Privatisations à parfaire

Les Industries chimiques du Sénégal (ICS) recapitalisées par les Indiens d’Iffco, la Sonacos (devenue Suneor) rachetée par Advens, du Franco-Sénégalais Abbas Jaber, en passant par la Société africaine de raffinage (SAR) reprise par Saudi Binladin Group… Wade est souvent accusé d’avoir bradé les fleurons du pays. « Ces privatisations ont manqué de transparence et d’encadrement », accuse Abdou Diop, qui pointe les défaillances de Suneor. Sur une production de 500 000 tonnes d’arachides en 2011, la société n’en a raffiné que 150 000 t et importe de l’huile de soja. Cela est vrai. Mais il est vrai également que la Sonacos était exsangue et que la filière devait être restructurée. Pour ICS, le tableau est également mitigé. Les Indiens absorbent la quasi-intégralité de la production alors que le pays a besoin d’engrais. Mais ils ont comblé les dettes d’ICS et réinvesti dans l’outil productif. Enfin, la SAR, à l’arrêt en 2006 pendant neuf mois, n’est pas encore sortie d’affaire. L’un des actionnaires, le français Total, ne cachait pas son scepticisme dès le départ, refusant de participer au programme d’investissements. En comparaison, toutes ces privatisations font pâle figure par rapport à celle de Sonatel, dans les années 1990, première entreprise du pays, devenue leader de la sous-région dans la téléphonie.

Trous dans les finances

« Il y a eu de bonnes années, et d’autres catastrophiques », résume Moubarack Lô.

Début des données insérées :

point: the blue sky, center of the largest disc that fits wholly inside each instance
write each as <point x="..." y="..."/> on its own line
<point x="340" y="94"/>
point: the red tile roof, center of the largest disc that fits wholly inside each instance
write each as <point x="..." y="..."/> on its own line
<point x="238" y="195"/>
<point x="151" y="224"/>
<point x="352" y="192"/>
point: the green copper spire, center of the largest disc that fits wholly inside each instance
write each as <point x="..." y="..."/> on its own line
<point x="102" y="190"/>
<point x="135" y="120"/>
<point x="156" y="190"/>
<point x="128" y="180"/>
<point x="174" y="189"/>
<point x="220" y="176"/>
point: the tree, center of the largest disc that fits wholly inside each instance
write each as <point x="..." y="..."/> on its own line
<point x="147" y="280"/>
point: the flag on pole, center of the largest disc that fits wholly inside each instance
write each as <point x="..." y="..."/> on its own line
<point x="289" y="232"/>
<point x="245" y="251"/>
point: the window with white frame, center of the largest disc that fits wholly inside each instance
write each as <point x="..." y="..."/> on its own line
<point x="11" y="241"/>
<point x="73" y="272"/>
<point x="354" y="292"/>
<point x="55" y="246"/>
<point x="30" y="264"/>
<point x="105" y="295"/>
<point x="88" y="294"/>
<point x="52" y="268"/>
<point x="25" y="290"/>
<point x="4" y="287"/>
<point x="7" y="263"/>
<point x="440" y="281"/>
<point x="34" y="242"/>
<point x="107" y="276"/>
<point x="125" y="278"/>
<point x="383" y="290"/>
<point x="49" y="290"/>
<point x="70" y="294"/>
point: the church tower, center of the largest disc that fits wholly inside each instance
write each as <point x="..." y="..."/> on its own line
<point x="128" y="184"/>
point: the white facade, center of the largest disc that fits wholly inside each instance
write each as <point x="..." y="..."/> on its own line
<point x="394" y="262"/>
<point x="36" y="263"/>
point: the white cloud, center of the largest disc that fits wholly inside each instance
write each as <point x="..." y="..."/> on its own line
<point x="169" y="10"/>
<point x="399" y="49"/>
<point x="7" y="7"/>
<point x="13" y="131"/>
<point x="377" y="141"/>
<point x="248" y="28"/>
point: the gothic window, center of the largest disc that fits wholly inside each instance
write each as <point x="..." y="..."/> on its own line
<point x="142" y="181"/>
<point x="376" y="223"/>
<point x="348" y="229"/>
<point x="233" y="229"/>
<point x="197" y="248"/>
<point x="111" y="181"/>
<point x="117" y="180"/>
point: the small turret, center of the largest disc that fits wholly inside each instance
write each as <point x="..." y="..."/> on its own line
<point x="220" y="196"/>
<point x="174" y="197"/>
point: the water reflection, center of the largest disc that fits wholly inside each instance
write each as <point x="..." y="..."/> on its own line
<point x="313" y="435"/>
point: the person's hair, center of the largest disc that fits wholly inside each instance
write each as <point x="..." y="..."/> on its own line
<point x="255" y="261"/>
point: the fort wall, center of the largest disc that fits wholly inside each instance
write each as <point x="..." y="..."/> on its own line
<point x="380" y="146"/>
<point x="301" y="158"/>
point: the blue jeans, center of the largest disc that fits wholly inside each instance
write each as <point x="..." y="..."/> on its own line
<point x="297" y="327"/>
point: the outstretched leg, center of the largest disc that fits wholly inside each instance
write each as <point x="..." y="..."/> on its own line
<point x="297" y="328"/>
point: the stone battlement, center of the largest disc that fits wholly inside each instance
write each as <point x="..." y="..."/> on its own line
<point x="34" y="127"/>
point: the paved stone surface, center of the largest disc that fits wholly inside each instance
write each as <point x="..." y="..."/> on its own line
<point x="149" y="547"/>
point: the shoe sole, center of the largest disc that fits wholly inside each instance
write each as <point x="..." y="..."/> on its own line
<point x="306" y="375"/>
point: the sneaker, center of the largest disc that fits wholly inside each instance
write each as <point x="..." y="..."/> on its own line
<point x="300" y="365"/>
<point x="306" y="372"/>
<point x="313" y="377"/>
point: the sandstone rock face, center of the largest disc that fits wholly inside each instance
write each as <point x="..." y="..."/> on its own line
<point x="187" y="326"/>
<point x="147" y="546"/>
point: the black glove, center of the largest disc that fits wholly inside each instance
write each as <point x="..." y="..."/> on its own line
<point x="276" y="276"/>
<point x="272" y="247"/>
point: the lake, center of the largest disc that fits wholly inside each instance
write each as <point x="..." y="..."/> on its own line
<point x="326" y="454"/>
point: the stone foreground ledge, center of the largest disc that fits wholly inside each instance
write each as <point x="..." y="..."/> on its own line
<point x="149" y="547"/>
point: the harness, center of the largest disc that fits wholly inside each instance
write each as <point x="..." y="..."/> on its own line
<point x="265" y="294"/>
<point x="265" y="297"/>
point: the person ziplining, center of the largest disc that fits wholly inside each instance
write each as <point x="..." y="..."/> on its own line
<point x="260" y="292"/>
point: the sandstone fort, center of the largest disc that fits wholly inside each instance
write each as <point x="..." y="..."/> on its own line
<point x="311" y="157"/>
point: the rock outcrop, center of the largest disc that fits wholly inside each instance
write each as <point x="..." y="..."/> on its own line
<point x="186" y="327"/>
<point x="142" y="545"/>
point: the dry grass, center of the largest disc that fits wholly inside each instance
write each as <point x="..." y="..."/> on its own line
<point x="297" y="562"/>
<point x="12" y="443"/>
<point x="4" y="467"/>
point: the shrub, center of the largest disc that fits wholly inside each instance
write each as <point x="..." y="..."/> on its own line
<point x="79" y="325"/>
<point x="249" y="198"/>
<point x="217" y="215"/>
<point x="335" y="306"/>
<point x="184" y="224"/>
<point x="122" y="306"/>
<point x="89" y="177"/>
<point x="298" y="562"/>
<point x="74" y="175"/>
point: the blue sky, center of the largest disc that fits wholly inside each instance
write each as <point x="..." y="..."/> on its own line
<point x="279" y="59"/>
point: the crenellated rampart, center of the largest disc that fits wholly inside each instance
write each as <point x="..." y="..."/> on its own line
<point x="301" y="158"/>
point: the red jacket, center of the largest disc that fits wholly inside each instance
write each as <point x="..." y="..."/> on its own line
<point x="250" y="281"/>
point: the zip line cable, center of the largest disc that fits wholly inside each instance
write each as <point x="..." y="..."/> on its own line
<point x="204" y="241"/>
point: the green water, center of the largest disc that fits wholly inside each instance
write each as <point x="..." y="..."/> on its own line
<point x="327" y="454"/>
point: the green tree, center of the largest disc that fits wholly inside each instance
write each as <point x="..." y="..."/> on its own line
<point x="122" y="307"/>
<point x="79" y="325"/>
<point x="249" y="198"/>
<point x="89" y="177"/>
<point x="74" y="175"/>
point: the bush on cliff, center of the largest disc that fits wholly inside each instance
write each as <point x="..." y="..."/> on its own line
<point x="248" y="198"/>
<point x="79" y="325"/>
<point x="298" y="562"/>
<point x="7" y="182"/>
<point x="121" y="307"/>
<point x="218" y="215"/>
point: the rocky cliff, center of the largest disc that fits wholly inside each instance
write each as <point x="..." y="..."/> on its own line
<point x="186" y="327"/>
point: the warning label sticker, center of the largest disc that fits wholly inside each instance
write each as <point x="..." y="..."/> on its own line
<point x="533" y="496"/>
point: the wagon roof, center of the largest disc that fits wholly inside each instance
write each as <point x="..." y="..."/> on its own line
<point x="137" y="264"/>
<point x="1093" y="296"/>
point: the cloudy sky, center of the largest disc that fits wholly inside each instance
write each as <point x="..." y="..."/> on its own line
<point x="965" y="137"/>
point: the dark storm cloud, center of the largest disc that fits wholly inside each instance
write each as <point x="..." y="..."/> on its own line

Le volontarisme du chef de l’État, qui a déséquilibré les comptes pour financer ses ambitions pour le Sénégal, est en cause. Résultat : les dépenses publiques sont passées de 20 % à 28 % du PIB en douze ans. « La masse salariale a été multipliée par deux, précise l’économiste. Le PIB et la pauvreté ont pratiquement stagné, ce qui veut dire que les dépenses n’ont pas été productives. » À plusieurs reprises, le Fonds monétaire international (FMI) a tiré la sonnette d’alarme. Néanmoins, « depuis deux ans, il semble que nous soyons revenus à une gestion plus orthodoxe », estime l’économiste. « La gestion des finances publiques s’est améliorée », a récemment tranché le FMI.